The mechanical fuel pump is limited as to its ability to deliver fuel by the area of the diaphragm and the speed of the engine and diaphragm return spring. Each of these factors are set in stone. The only variable is the age of the diaphragm and strength of the return spring. As the diaphragm ages the ability to produce a vacuum decreases. Eventually it will pinhole, tear, or otherwise fail. This usually happens far before the return spring breaks or looses spring.
The pump return spring is designed to only cause the pump to deliver fuel to the carb if it can overcome the pressure in the line to the carb. If the carb is not matched to the fuel pump then the fuel pump can overpower the carb with too much pressure.
To avoid the excess pressure engineers design and install a fuel pressure return line to relieve ANY excess pressure to the carb. Remember that this is a closed system, it's engineered. The return line’s line loss, length, diameter, etc. all are figured into the design.

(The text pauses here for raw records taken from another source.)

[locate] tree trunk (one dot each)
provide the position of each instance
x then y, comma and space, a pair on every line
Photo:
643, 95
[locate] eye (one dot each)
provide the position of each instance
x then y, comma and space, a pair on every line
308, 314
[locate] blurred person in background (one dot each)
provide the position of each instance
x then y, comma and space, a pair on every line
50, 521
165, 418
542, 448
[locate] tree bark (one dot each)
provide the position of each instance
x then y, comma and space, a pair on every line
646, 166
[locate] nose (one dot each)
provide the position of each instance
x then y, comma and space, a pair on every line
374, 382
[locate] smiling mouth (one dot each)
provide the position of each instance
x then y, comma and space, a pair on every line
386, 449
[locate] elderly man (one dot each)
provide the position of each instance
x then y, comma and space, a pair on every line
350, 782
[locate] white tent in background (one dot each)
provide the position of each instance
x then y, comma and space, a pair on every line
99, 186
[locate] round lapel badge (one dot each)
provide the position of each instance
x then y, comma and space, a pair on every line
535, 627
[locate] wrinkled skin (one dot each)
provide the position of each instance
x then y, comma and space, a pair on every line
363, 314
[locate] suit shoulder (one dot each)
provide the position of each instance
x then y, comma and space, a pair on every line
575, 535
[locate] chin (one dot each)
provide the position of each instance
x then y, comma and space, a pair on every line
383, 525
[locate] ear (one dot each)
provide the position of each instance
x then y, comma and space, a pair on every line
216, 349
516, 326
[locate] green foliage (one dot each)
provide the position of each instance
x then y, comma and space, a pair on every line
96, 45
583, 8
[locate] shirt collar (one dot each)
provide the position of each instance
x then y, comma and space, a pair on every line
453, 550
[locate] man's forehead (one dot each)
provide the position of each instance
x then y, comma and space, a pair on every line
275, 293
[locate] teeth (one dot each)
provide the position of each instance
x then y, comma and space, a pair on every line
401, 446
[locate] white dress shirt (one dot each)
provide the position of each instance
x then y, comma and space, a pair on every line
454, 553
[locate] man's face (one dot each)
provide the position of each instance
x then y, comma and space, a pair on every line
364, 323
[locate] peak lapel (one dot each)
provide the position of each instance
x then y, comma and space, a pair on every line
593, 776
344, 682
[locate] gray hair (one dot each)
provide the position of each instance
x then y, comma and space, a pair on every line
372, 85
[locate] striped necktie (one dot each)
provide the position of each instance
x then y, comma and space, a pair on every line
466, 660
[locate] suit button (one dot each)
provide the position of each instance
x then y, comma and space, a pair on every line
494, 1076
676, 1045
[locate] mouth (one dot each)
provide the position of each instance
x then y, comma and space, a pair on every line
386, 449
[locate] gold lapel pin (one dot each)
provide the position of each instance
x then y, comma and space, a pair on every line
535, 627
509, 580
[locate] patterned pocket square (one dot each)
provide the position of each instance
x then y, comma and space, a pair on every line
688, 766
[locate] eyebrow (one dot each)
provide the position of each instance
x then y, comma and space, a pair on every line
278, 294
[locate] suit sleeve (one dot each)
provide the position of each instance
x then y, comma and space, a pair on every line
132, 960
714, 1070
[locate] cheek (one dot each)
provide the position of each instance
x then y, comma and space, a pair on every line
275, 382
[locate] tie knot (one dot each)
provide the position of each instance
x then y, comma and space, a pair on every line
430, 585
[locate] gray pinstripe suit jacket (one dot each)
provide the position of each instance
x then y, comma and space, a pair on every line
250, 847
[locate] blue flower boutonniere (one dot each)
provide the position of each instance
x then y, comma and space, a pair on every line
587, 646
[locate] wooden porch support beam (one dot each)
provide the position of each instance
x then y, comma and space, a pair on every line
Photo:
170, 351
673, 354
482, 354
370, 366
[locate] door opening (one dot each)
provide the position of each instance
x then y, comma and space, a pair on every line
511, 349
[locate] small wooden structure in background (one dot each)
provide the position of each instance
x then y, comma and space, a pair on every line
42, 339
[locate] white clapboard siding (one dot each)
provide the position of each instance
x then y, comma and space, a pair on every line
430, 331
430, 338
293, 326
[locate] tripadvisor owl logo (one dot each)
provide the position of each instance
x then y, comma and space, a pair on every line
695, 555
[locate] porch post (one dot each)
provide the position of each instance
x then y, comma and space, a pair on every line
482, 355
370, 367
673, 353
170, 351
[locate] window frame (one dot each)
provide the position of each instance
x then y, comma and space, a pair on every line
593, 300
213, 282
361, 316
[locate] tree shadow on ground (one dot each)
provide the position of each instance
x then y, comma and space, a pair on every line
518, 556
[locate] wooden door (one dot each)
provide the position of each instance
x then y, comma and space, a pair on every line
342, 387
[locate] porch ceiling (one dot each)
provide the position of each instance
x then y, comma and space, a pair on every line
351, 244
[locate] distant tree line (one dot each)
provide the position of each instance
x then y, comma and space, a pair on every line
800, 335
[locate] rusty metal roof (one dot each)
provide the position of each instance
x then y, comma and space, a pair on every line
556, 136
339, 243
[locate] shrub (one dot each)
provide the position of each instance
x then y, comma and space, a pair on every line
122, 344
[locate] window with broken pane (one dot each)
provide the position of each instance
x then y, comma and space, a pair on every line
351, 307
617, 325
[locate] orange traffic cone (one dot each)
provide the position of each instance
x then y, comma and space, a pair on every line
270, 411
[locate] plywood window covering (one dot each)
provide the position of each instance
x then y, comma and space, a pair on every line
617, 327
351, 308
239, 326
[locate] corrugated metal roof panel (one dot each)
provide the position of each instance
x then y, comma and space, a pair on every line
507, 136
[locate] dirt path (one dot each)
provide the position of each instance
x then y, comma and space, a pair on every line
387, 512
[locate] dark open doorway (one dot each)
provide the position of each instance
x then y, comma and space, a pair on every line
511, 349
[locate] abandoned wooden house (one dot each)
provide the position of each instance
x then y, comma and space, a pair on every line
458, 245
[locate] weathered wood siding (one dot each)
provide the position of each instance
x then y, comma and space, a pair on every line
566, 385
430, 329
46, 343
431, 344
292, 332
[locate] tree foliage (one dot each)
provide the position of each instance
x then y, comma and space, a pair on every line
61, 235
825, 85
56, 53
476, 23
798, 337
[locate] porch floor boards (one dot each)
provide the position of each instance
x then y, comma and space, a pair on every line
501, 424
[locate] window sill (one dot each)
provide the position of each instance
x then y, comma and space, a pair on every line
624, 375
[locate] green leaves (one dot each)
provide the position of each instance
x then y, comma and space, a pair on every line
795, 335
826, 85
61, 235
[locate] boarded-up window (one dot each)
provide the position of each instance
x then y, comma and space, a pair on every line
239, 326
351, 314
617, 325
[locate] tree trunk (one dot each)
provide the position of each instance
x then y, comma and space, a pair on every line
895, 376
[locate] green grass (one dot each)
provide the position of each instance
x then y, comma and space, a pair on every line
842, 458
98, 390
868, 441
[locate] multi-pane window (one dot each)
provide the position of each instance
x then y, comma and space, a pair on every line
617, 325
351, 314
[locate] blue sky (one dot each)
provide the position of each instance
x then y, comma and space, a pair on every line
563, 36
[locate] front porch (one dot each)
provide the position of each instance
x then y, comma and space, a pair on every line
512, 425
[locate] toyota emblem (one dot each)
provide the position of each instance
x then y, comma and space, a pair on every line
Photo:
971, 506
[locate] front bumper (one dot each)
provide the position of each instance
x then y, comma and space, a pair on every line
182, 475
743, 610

To continue the example, when I installed my EFI system the system was running a mite too rich. Now, I’m a simple guy and too poor to buy a pressure gauge… but that don’t mean I’m dumb. I took the only variable I could control and played with it. The only variable was the return line. I removed the OEM line and replaced it with a larger diameter hose running into a 1gal gas can.
This should have reduced the pressure to the TBI because the diameter was bigger and the line was shorter. So, I started the engine and monitored the O2 sensor voltage in closed loop. Yep, it was right on. I installed the GM diagnostic monitor set to “road test mode” and watched what was happening as the engine idled. This also confirmed that the engine was running leaner.
The OEM return line was 1/4". I then took a few sections of 3/8" hard brake line and make a temporary return line and stuck it into the gas inlet and started the engine. Again the two monitors I used were showing the engine was running leaner. I returned the OEM line back to the carb and re-tested. The engine ran richer. The monitors confirmed this.
The rest of the day was spent running new 3/8” break line from the carb to the gas tank. I was surprised to find the OEM line was very rusted on the inside. That raised line loss, or resistance the pump had to over come. Also where the line ran up and over the frame I found the line had been crushed down. This was not visible, as it was under the line clamp. The constriction added more resistance that needed to be overcome by the pump. The pump could not overcome the resistance in the OEM line, and forced more fuel to the injectors. The injectors are stupid and just open and close for a length of time the computer tells them to open. So if you raise the pressure to the injector more fuel can get by the pintle for a given amount of on time. Lower the pressure, and the fuel passing through the injector decreases.
So in short, yep a properly engineered return fuel line is VERY important to the proper operation of the carb or EFI'd engine.